Johnson & Johnson was one of the companies Jeff interviewed with at National Black, and it was the way their questions made him feel that ultimately pushed him to apply for a summer internship with them.
"With other companies, I realized the questions they were asking and the answers I was able to provide. I felt too comfortable answering them. But when J&J asked me questions, it scared me.

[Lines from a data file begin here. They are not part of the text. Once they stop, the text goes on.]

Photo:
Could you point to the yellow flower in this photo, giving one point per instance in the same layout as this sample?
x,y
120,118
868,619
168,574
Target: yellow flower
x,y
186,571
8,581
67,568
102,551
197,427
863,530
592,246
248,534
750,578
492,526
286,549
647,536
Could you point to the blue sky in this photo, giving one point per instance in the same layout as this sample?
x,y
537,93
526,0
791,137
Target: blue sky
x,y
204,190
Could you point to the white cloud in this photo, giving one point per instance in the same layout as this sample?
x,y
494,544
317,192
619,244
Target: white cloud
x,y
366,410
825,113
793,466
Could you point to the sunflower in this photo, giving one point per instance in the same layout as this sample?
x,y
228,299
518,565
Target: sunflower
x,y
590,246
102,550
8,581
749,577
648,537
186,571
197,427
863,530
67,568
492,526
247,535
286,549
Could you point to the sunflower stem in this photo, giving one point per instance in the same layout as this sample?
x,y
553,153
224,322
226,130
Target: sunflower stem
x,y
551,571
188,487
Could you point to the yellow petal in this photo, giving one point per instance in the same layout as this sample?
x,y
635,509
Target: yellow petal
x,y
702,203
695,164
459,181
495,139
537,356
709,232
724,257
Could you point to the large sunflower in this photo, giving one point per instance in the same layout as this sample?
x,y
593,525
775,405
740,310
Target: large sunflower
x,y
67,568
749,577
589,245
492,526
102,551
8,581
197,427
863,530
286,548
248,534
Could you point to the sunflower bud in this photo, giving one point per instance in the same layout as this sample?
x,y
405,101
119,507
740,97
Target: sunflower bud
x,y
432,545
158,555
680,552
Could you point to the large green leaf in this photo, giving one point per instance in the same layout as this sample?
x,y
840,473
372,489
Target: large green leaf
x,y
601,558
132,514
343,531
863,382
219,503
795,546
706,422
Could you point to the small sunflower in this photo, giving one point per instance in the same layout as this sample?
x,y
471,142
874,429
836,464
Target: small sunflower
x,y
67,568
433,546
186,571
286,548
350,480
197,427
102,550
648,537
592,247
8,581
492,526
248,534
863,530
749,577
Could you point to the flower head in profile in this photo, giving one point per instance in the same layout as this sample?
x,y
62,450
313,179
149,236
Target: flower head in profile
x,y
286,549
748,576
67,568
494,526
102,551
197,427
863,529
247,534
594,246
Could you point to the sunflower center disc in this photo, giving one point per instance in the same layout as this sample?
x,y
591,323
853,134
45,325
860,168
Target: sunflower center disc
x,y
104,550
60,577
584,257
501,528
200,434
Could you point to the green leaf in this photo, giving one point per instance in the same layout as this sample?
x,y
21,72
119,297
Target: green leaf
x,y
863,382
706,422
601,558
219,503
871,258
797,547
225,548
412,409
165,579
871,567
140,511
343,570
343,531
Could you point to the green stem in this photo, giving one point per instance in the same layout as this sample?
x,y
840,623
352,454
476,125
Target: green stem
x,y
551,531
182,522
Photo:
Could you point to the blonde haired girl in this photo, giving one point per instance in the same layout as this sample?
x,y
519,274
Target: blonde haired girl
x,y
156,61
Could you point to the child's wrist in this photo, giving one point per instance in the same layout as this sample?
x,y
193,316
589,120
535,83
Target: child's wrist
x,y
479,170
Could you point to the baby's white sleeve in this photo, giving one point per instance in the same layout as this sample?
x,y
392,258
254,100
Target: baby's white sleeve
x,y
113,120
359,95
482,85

There's this famous quote that I always go back to from T.S. Elliot that says, 'if you aren't in over your head, how do you know how tall you are?' That was the sense I got from the J&J opportunity."
The day after his summer internship ended with Jansen Pharmaceuticals, an office within Johnson & Johnson, Jeff received a full-time employment offer to return after graduation and participate in their Human Resources Leadership Development program. Jeff credits the experience fully to the connections he made at William & Mary and the access they provided him to land this opportunity.
"It's about having doors open for you that you would not have had otherwise," he says. "When you set goals, you only know what you know. J&J wasn't even on my radar. But because of William & Mary, because of the doors that it opened, I was able to go to that conference, and I somehow stumbled upon this incredible career with this incredible company."